La Russie a de son côté décidé hier de renforcer la protection de sa flotte de la mer Noire – basée en Crimée – et ordonné une inspection surprise des troupes des districts militaires de l'Ouest, non loin de l'Ukraine, et du centre, pour vérifier leur aptitude au combat. Le président Vladimir Poutine, qui a dirigé une réunion du Conseil de sécurité russe consacrée à la situation en Ukraine, ne s'est pour l'heure pas exprimé publiquement à ce sujet.
Réagissant à l'initiative russe, le secrétaire britannique à la Défense, Philip Hammond, a déclaré que la Grande-Bretagne s'oppose à toute ingérence étrangère en Ukraine.
De son côté, Washington a appelé hier, à travers son porte-parole Josh Earnest, « les acteurs extérieurs dans la région à respecter la souveraineté et l'intégrité territoriale de l'Ukraine, à mettre fin aux actes et déclarations de provocation, (et) à soutenir les structures de gouvernement de transition démocratiquement établies ». M. Earnest a également exhorté ces « acteurs extérieurs » à « recourir à leur influence pour soutenir l'unité, la paix et un avenir rassembleur ».
Trois anciens présidents ukrainiens ont accusé pour leur part dans un communiqué commun la Russie d' « intervenir directement dans la vie politique de la Crimée ». Moscou doit « faire preuve de respect pour les choix du peuple et du gouvernement ukrainiens », écrivent Viktor Iouchtchenko, Leonid Koutchma et Leonid Kravtchouk dans ce texte.
Devise en forte chute
L'autre tâche à laquelle devrait s'atteler le Premier ministre désigné serait d'empêcher l'Ukraine de sombrer dans la banqueroute. Le pays a besoin d'une aide de 35 milliards de dollars dans les deux années à venir, a récemment indiqué le ministre des Finances par intérim.

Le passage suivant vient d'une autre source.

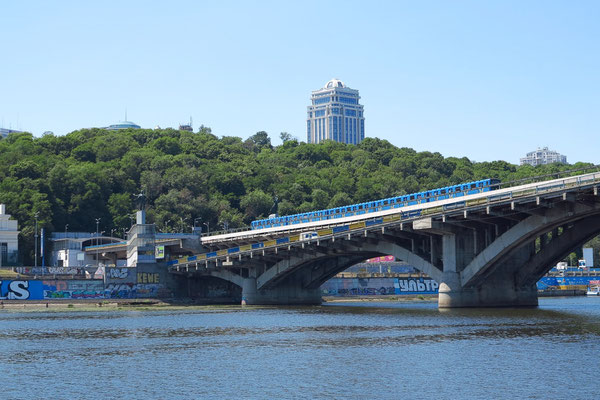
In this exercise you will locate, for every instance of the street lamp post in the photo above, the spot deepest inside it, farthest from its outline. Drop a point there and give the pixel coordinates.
(36, 215)
(97, 225)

Signe de défiance, la hryvnia, la monnaie ukrainienne, chutait d'environ 5 % hier soir face au dollar. Elle a perdu environ 18 % de sa valeur depuis le début de l'année. La Russie, qui avait promis l'an dernier un prêt de 15 milliards de dollars, dont elle n'a versé que 3 milliards à ce stade, « n'a pas d'obligations légales » à verser le solde, a prévenu mardi le vice-ministre russe des Finances, Sergueï Stortchak.

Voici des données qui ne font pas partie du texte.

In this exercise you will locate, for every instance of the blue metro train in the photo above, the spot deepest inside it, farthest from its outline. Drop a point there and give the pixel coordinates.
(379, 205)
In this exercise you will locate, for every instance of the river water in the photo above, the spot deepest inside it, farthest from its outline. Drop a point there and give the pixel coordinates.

Plusieurs hauts diplomates occidentaux, dont le numéro deux de la diplomatie américaine William Burns, se trouvent actuellement à Kiev pour proposer de l'aide aux nouvelles autorités ukrainiennes, en s'efforçant de ne pas froisser Moscou. M. Burns a souligné « l'urgence et l'importance des efforts du Rada (Parlement) pour former un gouvernement multipartite, technique, représentant toutes les régions d'Ukraine », selon un communiqué. Une fois cela fait, les États-Unis et leurs partenaires pourront prendre des « mesures immédiates » pour soutenir économiquement l'Ukraine et l'aider à lancer des réformes, a-t-il ajouté.